By 16 May, an editorial explained that the U.S. Centers for Disease Control and Prevention had been weakened since the 1980s and needs rebuilding. It included a call for a U.S. president in 2021 who values public health over partisan politics.

==Honours and awards==
Horton is a Fellow of both the Academy of Medical Sciences and the Royal College of Physicians.

In 2007, he received the Edinburgh Medal for scientific and professional contributions to the understanding and well-being of humanity. Two years later he was awarded the Dean's Medal from Johns Hopkins Bloomberg School of Public Health.

In 2015, he received the Friendship Award from Government of China. He has worked closely with Chinese medical experts and healthcare officials since 2008.

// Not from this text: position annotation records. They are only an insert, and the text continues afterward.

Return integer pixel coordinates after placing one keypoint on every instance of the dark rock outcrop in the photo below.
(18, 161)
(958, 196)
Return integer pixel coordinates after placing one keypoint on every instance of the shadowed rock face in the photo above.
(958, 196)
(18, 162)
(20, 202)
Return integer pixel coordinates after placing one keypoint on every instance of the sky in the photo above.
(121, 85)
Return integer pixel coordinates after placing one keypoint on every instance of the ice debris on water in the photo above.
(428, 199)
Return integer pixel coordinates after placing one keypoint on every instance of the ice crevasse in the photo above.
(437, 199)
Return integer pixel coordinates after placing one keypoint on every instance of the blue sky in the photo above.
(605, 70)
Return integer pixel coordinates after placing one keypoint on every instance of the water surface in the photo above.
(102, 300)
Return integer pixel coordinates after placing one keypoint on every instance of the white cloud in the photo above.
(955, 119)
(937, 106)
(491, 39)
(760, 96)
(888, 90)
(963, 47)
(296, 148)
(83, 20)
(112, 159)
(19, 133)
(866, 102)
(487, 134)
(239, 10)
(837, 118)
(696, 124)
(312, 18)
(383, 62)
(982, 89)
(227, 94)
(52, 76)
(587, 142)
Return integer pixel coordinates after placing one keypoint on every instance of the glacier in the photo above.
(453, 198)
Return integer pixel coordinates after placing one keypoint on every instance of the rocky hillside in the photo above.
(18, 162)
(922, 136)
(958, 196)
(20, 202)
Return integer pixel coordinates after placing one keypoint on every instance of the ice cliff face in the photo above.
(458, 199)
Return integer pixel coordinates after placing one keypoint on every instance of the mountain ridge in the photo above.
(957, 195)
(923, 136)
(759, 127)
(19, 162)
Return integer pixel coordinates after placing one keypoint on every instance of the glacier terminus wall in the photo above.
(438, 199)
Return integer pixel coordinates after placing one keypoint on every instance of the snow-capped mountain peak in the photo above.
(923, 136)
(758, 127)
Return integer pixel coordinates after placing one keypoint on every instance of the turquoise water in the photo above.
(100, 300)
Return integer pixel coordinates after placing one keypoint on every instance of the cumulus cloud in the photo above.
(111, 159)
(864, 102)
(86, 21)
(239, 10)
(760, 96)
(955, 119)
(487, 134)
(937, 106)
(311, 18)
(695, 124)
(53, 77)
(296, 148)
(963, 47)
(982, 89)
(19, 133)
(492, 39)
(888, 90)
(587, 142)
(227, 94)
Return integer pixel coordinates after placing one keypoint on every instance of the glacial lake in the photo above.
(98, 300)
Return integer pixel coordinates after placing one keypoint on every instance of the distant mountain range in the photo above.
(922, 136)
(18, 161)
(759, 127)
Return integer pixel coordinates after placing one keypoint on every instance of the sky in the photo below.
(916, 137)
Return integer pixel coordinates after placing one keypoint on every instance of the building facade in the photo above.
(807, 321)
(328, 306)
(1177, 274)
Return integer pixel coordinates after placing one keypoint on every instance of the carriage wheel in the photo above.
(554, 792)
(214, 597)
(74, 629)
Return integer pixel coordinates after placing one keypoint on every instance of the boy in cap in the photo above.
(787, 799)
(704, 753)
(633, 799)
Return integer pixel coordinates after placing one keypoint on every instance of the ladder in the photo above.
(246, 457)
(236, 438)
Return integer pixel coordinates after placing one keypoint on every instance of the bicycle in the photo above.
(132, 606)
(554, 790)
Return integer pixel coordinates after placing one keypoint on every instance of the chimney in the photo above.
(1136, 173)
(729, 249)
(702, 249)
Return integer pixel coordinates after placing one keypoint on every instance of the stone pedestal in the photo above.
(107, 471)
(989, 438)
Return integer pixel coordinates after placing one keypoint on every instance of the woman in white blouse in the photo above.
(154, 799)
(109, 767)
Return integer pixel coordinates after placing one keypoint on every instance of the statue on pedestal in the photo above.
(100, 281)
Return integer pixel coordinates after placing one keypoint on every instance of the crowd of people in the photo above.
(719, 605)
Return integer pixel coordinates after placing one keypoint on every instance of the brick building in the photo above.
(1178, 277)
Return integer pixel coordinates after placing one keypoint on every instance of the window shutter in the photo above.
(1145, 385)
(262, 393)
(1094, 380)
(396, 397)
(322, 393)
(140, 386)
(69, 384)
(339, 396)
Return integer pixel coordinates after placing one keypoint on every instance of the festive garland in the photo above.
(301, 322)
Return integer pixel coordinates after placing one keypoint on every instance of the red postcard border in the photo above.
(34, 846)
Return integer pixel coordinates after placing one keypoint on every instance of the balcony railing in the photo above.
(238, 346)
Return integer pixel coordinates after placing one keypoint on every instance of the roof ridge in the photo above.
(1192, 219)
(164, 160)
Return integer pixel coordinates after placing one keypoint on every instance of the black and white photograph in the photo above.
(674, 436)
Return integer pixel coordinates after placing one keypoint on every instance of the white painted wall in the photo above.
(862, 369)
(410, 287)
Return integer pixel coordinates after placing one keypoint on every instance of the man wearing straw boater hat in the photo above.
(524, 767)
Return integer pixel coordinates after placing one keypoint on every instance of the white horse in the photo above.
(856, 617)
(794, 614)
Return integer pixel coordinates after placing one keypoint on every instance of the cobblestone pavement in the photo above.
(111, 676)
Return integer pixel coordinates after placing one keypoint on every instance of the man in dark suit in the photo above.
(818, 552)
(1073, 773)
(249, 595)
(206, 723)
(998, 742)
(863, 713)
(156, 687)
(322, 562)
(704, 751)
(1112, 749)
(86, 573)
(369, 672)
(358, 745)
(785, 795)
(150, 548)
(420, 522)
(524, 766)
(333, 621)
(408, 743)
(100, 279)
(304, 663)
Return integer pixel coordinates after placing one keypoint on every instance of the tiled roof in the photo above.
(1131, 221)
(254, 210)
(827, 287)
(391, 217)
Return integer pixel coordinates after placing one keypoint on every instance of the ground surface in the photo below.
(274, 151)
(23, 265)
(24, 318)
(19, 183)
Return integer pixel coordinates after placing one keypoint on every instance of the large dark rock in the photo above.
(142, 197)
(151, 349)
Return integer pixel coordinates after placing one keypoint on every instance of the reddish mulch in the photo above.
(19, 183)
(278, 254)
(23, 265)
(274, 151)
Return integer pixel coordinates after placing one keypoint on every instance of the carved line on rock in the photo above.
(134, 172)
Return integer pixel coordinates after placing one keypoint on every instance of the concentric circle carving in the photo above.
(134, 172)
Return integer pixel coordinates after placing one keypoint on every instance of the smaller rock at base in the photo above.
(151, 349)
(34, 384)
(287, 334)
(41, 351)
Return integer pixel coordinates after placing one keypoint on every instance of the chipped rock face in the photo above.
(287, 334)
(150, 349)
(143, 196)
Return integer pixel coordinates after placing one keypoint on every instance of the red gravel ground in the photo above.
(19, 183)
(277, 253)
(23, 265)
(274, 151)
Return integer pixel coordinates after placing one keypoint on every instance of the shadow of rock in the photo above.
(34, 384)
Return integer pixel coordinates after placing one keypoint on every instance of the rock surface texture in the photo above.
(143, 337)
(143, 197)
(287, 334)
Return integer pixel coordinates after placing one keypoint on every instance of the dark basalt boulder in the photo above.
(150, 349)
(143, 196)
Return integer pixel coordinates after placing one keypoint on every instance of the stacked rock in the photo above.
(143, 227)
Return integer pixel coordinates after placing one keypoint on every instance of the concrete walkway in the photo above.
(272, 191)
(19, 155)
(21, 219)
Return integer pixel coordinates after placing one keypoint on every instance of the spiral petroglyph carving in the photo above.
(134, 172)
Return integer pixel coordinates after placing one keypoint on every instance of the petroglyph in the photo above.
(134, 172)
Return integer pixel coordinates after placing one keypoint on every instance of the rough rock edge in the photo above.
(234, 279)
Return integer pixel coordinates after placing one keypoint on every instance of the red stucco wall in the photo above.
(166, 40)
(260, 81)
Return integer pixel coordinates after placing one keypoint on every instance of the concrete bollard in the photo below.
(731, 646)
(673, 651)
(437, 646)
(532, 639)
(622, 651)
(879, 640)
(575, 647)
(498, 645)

In 2016, he received the Andrija Štampar medal from the Association of Schools of Public Health in the European region. The following year, for his work in public health, he was a recipient of the Edwin Chadwick Medal.

In 2019, he received the Roux Prize.

In 2021, he received the Physicians for Human Rights award.

Horton is an honorary professor at the London School of Hygiene and Tropical Medicine, the University College London, and the University of Oslo. For his work in global health, he was an honoured with a doctorate at the University of Tromsø. He is a council member of the University of Birmingham.

He was appointed Officer of the Order of the British Empire (OBE) in the 2023 New Year Honours for services to health and medical journalism.

==Personal and family life==
In 1998, Horton married paediatrician Ingrid Johanna Wolfe. They separated in 2017. He has one daughter from this marriage. He is being treated for stage 4 melanoma.

He has been inspired by Raymond Hoffenberg and Amartya Sen.

==Selected publications==
===Books===
- Health Wars: On the Global Front Lines of Modern Medicine. A New York Review Collection.
- The COVID-19 Catastrophe: What's Gone Wrong and How To Stop It Happening Again. June 2020. ISBN 978-1-5095-4910-8.

===Articles===
- Horton, Richard (1996). "Surgical research or comic opera: Questions, but few answers" (Joint author)
- Begg, C. (1996). "Improving the quality of reporting of randomized controlled trials. The CONSORT statement" (Joint author)
- Beaglehole, Robert (2011). "Priority actions for the non-communicable disease crisis" (Joint author)
- Davidoff, Frank (2001). "Sponsorship, Authorship, and Accountability" (Joint author)
- De Angelis, Catherine (2004). "Clinical Trial Registration: A Statement from the International Committee of Medical Journal Editors" (Joint author)
- Horton, Richard (2014). "Offline: The moribund body of medical history"

- Horton, Richard (2015). "Offline: What is medicine's 5 sigma?"

- Manduca, Paola (2014). "An open letter for the people in Gaza" (Joint author)

===Other publications===
- "Doctors in society: medical professionalism in a changing world". Royal College of Physicians. Report of a Working Party of the Royal College of Physicians of London. London: RCP, 2005.
- "Innovating for health: patients, physicians, the pharmaceutical industry and the NHS". Royal College of Physicians. Report of a Working Party of the Royal College of Physicians of London. London: RCP, 2009.